Coverdell approached me, after Ford had won the first several primaries, and urged me to switch sides. Paul was convinced that Ford had the best chance of winning. Paul recited all of the reservations mentioned above and then said, "John, Reagan cannot win. No one will take him seriously." That was also the consensus of the Republican writers and commentators.
I said, "Paul, I think politics is all about what you believe. I know what Reagan believes. I have no idea what Ford believes. But you need to watch Reagan connect with the people. He is the best communicator I have ever seen. He is bringing new people into the party. And these are folks you won't be meeting at the club for lunch. They carry a lunch bucket to work. Or a brown paper bag."

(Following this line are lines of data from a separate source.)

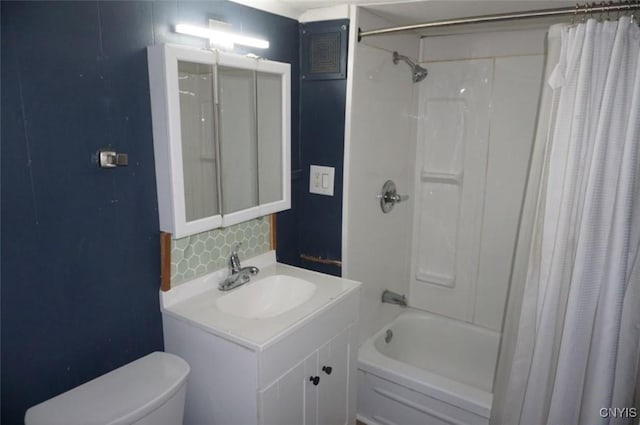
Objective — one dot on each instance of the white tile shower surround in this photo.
(380, 146)
(477, 119)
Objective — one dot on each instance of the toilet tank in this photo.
(147, 391)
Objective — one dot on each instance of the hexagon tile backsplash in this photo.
(207, 252)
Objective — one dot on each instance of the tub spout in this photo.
(394, 298)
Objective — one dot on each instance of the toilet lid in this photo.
(121, 396)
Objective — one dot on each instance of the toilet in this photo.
(147, 391)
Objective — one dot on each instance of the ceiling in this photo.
(407, 12)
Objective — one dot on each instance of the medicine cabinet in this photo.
(221, 135)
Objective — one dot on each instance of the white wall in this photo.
(379, 145)
(477, 112)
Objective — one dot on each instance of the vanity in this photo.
(279, 350)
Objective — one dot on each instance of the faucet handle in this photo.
(234, 260)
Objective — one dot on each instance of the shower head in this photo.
(418, 72)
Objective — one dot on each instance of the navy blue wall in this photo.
(322, 119)
(80, 247)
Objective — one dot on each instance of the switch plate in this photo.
(321, 180)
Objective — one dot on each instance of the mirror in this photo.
(238, 139)
(221, 134)
(197, 127)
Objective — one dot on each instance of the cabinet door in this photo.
(333, 390)
(282, 403)
(311, 389)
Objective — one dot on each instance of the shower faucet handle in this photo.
(389, 196)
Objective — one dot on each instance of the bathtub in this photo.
(432, 370)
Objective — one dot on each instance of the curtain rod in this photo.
(576, 11)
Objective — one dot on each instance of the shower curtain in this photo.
(571, 339)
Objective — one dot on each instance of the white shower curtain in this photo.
(573, 347)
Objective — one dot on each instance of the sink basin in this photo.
(268, 297)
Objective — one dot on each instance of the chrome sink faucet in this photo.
(238, 275)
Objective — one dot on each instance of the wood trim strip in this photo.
(165, 261)
(314, 259)
(274, 231)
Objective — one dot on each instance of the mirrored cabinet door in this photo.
(221, 135)
(238, 139)
(197, 131)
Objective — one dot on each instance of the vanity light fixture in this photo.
(221, 38)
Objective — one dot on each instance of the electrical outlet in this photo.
(321, 180)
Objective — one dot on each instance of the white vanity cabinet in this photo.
(221, 134)
(315, 391)
(296, 368)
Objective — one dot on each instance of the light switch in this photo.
(321, 180)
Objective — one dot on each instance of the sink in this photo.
(267, 297)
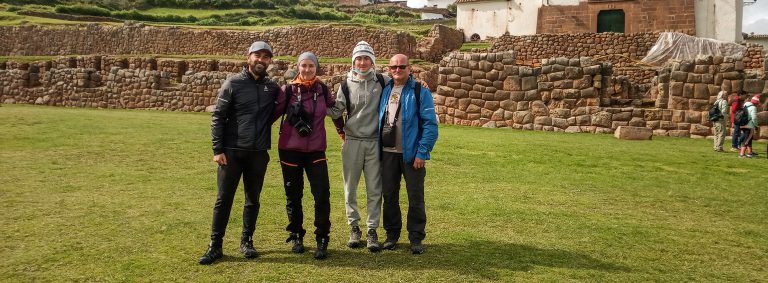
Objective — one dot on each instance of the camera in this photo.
(300, 119)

Four years later, I worked again for Reagan and Paul worked for George H. W. Bush. Again, the Wall Street crowd sat at the head table, and the Main Street crowd sat at the small round tables on the floor.
The same arguments came from the establishment. His tax cut idea was a "riverboat gamble." In fact, his tax cuts doubled the size of the economy and doubled revenues to the treasury. Unfortunately, they spent that and more.

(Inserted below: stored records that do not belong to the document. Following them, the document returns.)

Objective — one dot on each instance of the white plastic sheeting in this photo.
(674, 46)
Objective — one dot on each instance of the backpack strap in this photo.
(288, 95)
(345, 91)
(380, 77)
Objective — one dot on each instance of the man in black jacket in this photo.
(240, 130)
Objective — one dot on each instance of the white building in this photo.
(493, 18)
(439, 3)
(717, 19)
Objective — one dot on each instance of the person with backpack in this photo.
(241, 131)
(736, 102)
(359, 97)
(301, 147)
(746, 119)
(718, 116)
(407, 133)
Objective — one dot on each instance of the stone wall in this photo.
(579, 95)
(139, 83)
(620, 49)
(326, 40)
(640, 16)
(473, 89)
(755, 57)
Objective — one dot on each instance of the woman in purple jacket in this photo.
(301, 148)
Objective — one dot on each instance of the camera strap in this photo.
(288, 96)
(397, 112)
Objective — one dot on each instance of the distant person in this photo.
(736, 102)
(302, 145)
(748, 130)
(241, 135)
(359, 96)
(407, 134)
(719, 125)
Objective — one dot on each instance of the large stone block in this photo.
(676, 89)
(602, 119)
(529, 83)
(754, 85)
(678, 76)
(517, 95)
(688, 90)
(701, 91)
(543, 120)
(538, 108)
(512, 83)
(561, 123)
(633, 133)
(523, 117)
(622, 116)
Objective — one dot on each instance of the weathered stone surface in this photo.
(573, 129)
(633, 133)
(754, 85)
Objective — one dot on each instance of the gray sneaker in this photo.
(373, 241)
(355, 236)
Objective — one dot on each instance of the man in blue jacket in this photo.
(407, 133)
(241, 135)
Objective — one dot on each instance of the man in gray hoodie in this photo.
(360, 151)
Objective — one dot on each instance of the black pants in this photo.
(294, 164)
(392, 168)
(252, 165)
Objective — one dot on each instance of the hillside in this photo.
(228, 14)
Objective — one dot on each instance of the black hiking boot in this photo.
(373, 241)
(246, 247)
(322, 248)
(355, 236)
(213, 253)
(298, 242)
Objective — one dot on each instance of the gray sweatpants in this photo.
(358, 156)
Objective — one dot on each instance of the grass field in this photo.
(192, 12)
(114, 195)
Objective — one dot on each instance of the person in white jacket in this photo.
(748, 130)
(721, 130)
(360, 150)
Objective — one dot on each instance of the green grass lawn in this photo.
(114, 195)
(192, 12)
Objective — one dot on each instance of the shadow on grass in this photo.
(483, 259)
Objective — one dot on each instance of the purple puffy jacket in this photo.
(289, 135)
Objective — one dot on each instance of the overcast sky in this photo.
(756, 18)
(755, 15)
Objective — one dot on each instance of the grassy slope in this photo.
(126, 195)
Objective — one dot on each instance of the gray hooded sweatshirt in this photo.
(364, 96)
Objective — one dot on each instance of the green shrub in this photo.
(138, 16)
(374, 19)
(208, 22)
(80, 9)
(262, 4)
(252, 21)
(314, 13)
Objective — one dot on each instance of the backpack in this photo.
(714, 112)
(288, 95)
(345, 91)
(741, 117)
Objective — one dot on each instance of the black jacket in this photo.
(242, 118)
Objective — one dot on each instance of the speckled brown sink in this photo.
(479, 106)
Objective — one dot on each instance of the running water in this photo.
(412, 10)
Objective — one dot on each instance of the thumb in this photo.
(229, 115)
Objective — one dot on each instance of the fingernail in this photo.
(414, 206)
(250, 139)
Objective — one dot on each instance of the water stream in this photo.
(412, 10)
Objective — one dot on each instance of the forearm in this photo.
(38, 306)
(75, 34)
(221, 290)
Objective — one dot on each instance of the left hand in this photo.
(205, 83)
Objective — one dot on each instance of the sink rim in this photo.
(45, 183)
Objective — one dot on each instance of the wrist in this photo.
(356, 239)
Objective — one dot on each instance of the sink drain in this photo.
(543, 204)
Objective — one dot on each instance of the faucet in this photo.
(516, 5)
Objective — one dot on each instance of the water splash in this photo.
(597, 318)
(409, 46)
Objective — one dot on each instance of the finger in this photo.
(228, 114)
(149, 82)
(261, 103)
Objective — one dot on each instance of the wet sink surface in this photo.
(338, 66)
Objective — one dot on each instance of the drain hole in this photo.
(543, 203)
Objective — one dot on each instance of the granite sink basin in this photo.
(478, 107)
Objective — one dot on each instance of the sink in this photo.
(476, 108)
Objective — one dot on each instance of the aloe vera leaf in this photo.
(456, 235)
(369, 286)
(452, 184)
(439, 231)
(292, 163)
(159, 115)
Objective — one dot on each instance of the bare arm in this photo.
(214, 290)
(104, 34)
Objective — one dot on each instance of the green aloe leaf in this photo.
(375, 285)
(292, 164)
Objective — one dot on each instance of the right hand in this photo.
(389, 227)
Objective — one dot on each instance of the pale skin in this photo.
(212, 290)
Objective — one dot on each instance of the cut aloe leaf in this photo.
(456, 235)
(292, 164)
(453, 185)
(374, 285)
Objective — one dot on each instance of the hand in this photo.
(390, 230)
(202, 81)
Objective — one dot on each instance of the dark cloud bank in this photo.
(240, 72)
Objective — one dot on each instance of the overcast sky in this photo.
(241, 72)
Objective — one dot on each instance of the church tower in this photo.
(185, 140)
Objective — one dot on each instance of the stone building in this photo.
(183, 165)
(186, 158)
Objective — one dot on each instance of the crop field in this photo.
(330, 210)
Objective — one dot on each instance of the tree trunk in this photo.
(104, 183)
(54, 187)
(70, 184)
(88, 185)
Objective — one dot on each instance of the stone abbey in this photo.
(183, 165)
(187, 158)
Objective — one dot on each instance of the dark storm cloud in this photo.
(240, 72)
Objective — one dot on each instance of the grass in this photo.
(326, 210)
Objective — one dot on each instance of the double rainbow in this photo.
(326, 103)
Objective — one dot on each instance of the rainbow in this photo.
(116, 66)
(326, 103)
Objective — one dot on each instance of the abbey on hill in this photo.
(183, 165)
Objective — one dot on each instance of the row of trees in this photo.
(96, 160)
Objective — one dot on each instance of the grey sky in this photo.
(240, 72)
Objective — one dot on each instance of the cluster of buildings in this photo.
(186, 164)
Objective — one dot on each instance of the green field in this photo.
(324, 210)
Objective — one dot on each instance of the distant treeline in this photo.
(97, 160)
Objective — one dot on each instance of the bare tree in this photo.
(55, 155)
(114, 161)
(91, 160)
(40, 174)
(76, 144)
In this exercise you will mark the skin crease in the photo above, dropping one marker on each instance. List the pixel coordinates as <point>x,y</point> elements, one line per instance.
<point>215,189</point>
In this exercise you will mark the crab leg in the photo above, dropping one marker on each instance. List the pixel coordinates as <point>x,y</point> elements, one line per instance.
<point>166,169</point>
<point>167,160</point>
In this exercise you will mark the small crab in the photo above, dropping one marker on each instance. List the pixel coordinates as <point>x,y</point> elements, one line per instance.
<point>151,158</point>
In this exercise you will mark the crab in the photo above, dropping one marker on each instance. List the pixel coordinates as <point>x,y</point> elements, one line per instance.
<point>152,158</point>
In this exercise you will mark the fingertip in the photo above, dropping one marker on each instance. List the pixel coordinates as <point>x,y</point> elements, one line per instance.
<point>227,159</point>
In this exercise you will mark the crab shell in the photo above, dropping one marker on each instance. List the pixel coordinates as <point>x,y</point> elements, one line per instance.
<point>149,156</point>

Reagan didn't understand that the world is a dangerous place and dealing with the Soviets required a more "understanding" policy. It also required a willingness to sign more treaties. They didn't know that Reagan had no interest in understanding the Soviets. He wanted communism consigned to "the ash heap of history."
It was a neverending series of put-downs until New Hampshire. Then it was over.
Reagan won that election with the support of Larry Lunch-bucket and Betty Brownbag. They were called the Reagan Democrats. When we celebrated that victory, I asked some of them why they chose to join us. They said, "When he talked, we felt that he was talking to us." The Reagan Democrats believe they have been ignored since 1988.
The establishment doesn't like change. They have always felt that their seats at the head table were threatened by those new to the club. The establishment that so ardently opposed Reagan's nomination in 1980 crawled all over each other to chair his 1984 race.
Today they now see themselves as those who put Reagan in power. His presidency was their presidency. They believe they are the keepers of the flame.
Today's establishment includes elected officials, consultants, lobbyists and even conservative writers and commentators. Unless you allow them to write the rules and approve of your positions you are unwelcome. Anyone who does not genuflect before their altar is "not conservative."
When you look at the many fine candidates seeking the Republican nomination for president, who do you believe can best speak to those Reagan Democrats?
I believe that candidate is Mike Huckabee.
When Reagan became president, one of his first moves was to reduce income taxes from 70 percent to 50 percent and ultimately down to 28 percent. As pointed out above, both the size of the economy and the federal revenues doubled in eight years.
Huckabee doesn't want to lower income taxes. He wants to abolish them - along with the IRS, the most intrusive, coercive and corrosive federal agency ever. Mike would replace those taxes on income with a sales tax - the FairTax. Every American will become a voluntary taxpayer paying taxes when you choose, as much as you choose, by how you choose to spend. How conservative can one get?
Rep. John Linder, R-Duluth, has served in the House of Representatives since 1992.